Solr Lucene Relevancy Tuning
Search Technologies provides a fixed price services engagement for improving the relevancy of search results within an existing Solr Lucene implementation.
This engagement will install two powerful relevancy ranking improvements into an existing Solr installation. Also included is a basic system relevancy evaluation and relevancy tuning exercise based on a small set of sample queries.
Additions to the default relevancy formula in Solr Lucene can dramatically improve search results, solving many of the most thorny relevancy problems including:
- Reducing the impact of peripheral content (sidebars, ads, tangential discussions, etc.)
- Automatically handling word phrases in a flexible manner, reducing the need to use complex query constructions to obtain good search results
This fixed price service can ensure that open source-based search applications provide highly relevant results to users. Improvements in relevancy can transform the contribution that a search application makes to a business process. Relevancy improvements often dramatically increase search system usage and user productivity.

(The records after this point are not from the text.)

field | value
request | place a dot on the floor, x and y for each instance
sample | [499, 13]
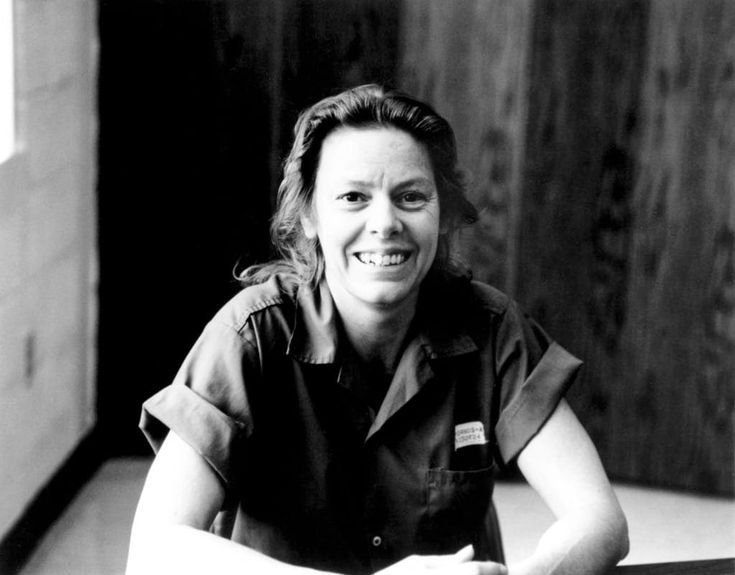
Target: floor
[91, 537]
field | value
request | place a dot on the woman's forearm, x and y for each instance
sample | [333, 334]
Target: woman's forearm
[587, 542]
[185, 550]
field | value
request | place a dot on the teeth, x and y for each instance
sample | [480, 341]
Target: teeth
[381, 260]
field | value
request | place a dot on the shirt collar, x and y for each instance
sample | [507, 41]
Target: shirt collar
[442, 329]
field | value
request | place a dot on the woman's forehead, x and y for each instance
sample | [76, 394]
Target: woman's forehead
[362, 154]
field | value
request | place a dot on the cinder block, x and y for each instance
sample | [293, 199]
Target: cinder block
[53, 40]
[14, 327]
[57, 300]
[54, 219]
[12, 247]
[55, 135]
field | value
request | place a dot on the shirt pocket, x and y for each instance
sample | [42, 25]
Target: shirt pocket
[457, 504]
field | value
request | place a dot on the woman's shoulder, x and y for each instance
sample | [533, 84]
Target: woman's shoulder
[274, 294]
[468, 294]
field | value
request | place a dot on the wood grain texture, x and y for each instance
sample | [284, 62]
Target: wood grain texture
[577, 215]
[705, 567]
[626, 251]
[468, 58]
[680, 341]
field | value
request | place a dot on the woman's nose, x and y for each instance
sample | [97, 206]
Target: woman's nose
[383, 219]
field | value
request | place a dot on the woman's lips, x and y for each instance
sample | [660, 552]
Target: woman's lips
[382, 259]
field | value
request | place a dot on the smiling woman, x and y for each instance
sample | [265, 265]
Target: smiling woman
[347, 410]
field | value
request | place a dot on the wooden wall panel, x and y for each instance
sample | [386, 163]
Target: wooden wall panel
[468, 58]
[577, 216]
[626, 251]
[680, 336]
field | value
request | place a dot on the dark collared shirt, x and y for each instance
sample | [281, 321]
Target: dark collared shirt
[313, 475]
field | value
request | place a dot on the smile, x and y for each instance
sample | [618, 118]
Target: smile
[382, 260]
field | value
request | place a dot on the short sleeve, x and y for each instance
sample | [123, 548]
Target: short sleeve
[534, 373]
[207, 403]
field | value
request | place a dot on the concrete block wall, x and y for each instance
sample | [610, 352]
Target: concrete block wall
[48, 261]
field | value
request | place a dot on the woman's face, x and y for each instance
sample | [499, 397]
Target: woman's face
[376, 213]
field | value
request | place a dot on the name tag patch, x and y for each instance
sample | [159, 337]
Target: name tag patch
[472, 433]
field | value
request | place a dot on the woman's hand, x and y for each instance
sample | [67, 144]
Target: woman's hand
[459, 563]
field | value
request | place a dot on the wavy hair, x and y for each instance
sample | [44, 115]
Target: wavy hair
[301, 261]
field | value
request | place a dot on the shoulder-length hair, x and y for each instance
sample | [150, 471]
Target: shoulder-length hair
[301, 261]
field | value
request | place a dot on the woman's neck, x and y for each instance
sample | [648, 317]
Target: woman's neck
[377, 335]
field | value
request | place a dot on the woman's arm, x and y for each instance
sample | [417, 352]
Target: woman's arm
[591, 534]
[180, 499]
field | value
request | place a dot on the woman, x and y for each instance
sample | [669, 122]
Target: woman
[344, 413]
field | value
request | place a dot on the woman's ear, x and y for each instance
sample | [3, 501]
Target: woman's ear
[308, 225]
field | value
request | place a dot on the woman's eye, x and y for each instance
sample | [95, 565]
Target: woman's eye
[413, 198]
[350, 197]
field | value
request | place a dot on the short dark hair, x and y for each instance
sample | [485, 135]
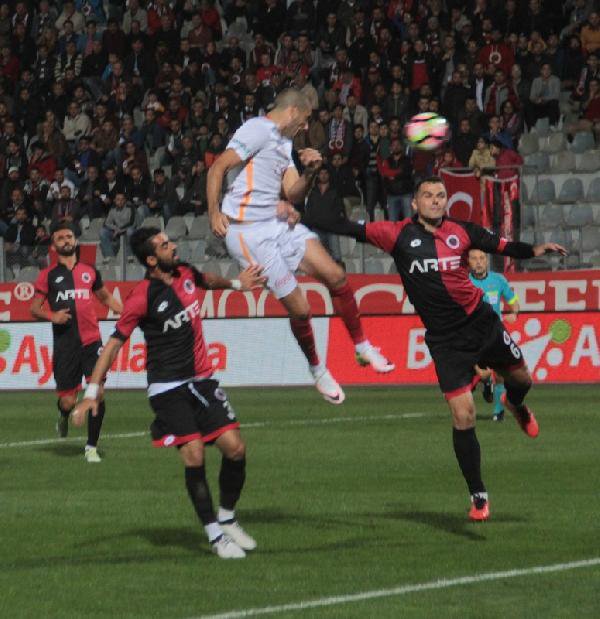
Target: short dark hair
[141, 244]
[427, 179]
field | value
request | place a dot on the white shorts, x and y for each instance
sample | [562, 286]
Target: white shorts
[273, 245]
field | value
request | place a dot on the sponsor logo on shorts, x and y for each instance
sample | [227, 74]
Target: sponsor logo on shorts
[71, 295]
[435, 264]
[182, 317]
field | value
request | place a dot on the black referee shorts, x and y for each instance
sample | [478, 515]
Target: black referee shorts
[483, 341]
[71, 362]
[196, 410]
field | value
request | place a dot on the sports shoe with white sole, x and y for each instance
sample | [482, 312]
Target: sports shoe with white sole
[91, 455]
[328, 387]
[372, 356]
[237, 534]
[225, 548]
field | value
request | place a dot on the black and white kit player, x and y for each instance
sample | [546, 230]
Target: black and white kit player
[462, 330]
[190, 409]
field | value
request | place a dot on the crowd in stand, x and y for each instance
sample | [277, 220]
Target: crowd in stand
[116, 110]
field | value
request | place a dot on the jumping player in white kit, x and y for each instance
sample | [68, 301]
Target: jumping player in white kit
[261, 173]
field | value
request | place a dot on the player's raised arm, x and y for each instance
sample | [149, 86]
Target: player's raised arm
[492, 243]
[214, 185]
[90, 397]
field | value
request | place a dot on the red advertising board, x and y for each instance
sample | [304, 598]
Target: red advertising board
[558, 348]
[561, 291]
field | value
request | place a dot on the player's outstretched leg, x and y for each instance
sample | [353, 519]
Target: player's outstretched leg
[94, 426]
[468, 453]
[231, 481]
[517, 383]
[299, 311]
[222, 545]
[65, 405]
[319, 264]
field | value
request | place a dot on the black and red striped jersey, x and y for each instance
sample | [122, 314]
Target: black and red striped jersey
[169, 317]
[64, 288]
[434, 265]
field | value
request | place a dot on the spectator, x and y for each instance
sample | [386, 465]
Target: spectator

Search Technologies has developed two key improvements to the Solr Lucene relevancy ranking algorithms:
Parameterized Document Similarity Function
Default Solr Lucene systems are based on a fixed document similarity function that depends heavily on term-frequency / inverse database frequency (tf-idf) statistics. These default implementations put too much weight on document sizes (boosting small documents) and rare terms in relevancy calculations. Search Technologies provides parameterized versions of tf-idf giving substantially more control over the relevancy formulas. This new operator has configurable parameters to determine the exact amount of boost for tf-idf ranking factors and also provides upper and lower thresholds that reduce the effects of unreliable statistics at very low-granularities (when terms only occur in a few documents).
Note: Versions 1.4.1 and 1.4.0 of Solr will require a source code patch to implement the Parameterized Document Similarity Function. Releases currently in development (expected to be numbered as version 3.1 or later) can be implemented via a configuration change and a drop-in library.
Gradient Proximity Boost
Default Solr Lucene systems have a very limited “hard window” proximity boost. If all terms are “within window” the document will receive a fixed boost multiplier. If any term is “out of window” no boost is applied.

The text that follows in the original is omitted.